Nein, es geht nicht um Pädophilie, Nekrophilie, Sadismus oder andere Abweichungen, die den sogenannten „Normal“bürger erregen. Es geht um den
ganz normalen Wahnsinn eines Wirtschaftssystems, in dem Rechtsanwälte, die sich um so genannte „Urheberrechte“ kümmern, besser bezahlt werden als beispielsweise Bauern oder Arbeiter.
Es geht um viel Geld.
Die einzige Wochenzeitschrift Österreichs, in der bisweilen Informationen geliefert werden — hierzulande schon eine Sensation nach Jahrhunderten der Habsburger-Monarchie — , das „Profil“ nämlich, berichtet in einer der letzten Ausgaben vom Wahnsinn der Ökonomie.

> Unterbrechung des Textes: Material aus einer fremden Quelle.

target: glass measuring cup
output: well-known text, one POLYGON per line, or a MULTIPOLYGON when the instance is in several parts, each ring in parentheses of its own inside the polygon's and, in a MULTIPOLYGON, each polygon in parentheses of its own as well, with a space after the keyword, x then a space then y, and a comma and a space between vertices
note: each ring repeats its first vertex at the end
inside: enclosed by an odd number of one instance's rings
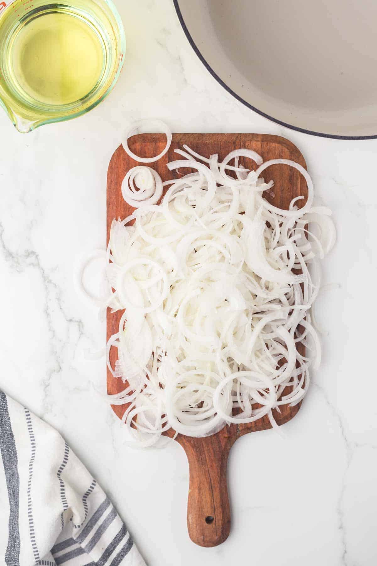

Wenn dem Kapitalismus nämlich nichts mehr einfällt, wie er die Konsumenten weiter in den geistigen Tiefschlaf wiegen soll, lässt er seine Teilnehmer juristisch gegeneinander kämpfen.
Dafür stellt er Gesetze zur Verfügung, die zum Beispiel „Urheberrecht“ oder „Markenschutz“ heißen. Mit diesen Kampfmittel schützen Unternehmen ihre Produkte. Ob sie diese tatsächlich „erfunden“ haben, ist ihnen weitgehend egal, Hauptsache, sie gewinnen damit Prozesse um Schadenersatz oder wie immer sich der Gewinn aus solchen Prozessen nennt.
So ehrenvoll die ursprüngliche Aufgabe dieser Gesetze war, im Laufe der „Entwicklung“ hat sie sich bisweilen in ihre Gegenteil verkehrt.
Da gibt es beispielsweise ein Getränkt namens „Hugo“, das in Österreich gerne getrunken wird.
Da gibt es auch ein Unternehmen namens „Hugo Boss“. Das erzeugt Textilien im mittleren Preissegment und dachte: Öha! Ich heiße Hugo, du heißt Hugo — warum soll ich das zulassen?
Und schwupps droht der Textilkonzern mit Klagen.
Dagegen hilft höchstens ein Boykott von Hugo. Aber Boss! Das Getränk soll laut Empfehlung der Wirtschaftskammer sich übrigens anders nennen. Vielleicht „Geht’s noch“?
Weitere Absurditäten des Markenschutzes: Starbucks verklagte einen Straßenhändler in Bangkok, weil der gute Mann ein Schild mit der Aufschrift „Starbung“ an seinem Wagen angebracht hatte. Unerlaubte Konkurrenz, fand Starbuck und wollte 700 Euro Schadenersatz, mehr als das Jahreseinkommen des thailändischen Verkäufers.
Das Schweizer Großunternehmen Lindt&Sprüngli beschäftigte Gerichte acht Jahre lang mit dem Thema „Schoko-Goldhase“. Der burgenländische Konkurrent Hauswirth, dessen Goldhase ziemlich anders aussieht als der Schweizer Goldhase, unterlag im Rechtsstreit.
Allerdings kämpft nun Haribo um seine Rechte: Lindt&Sprüngli habe Haribos Rechte an seinen „Goldbären“ verletzt!
Goldbär gehört Haribo, nicht Lindt&Sprüngli!
Hat noch wer den Überblick?
Kein Wunder, dass der Name „Kornspitz“ von zwei Herstellern juristisch umworben, eigentlich: umkämpft wird.
Wem gehört das Wort?
„Backaldrin“ oder „Pfahnl“?
Und auch wenn die Winzerfamilie Krug aus Gumpoldskirchen seit 1746 einen Wein namens „Krug“ produziert: Der französische Konzern „Moet Henessy Champagne Service“ möchte ihn alleine für sich haben!
Und verklagt den kleinen Betrieb aus Gumpoldskirchen.
Da konnte Apple nicht zurückstehen und erhob Einspruch gegen den ungeheuerlichen Angriff eines kleinen Bonner Caféhauses, das sich „Apfelkind“ nennt und — man glaubt es kaum! — einen Apfel (!!!) als Logo hat!!!!
Der hat zwar kaum etwas mit dem Apple-Apfel zu tun, aber wehret den Anfängen.
Vielleicht sollten sich die Käufer (und wie immer -innen) von Apple-Produkten fragen, ob sie tatsächlich mit dem Kauf eines Apple-Irgendwas solche Prozesse gegen kleine Unternehmen unterstützen wollen!
Übrigens: Ist nicht der Spruch „an apple a day keeps the doctor away“ irgendwie ein urheberrechtliches Verbrechen? Weiß Apple davon? Und wenn ja: Wann klagt der Konzern endlich?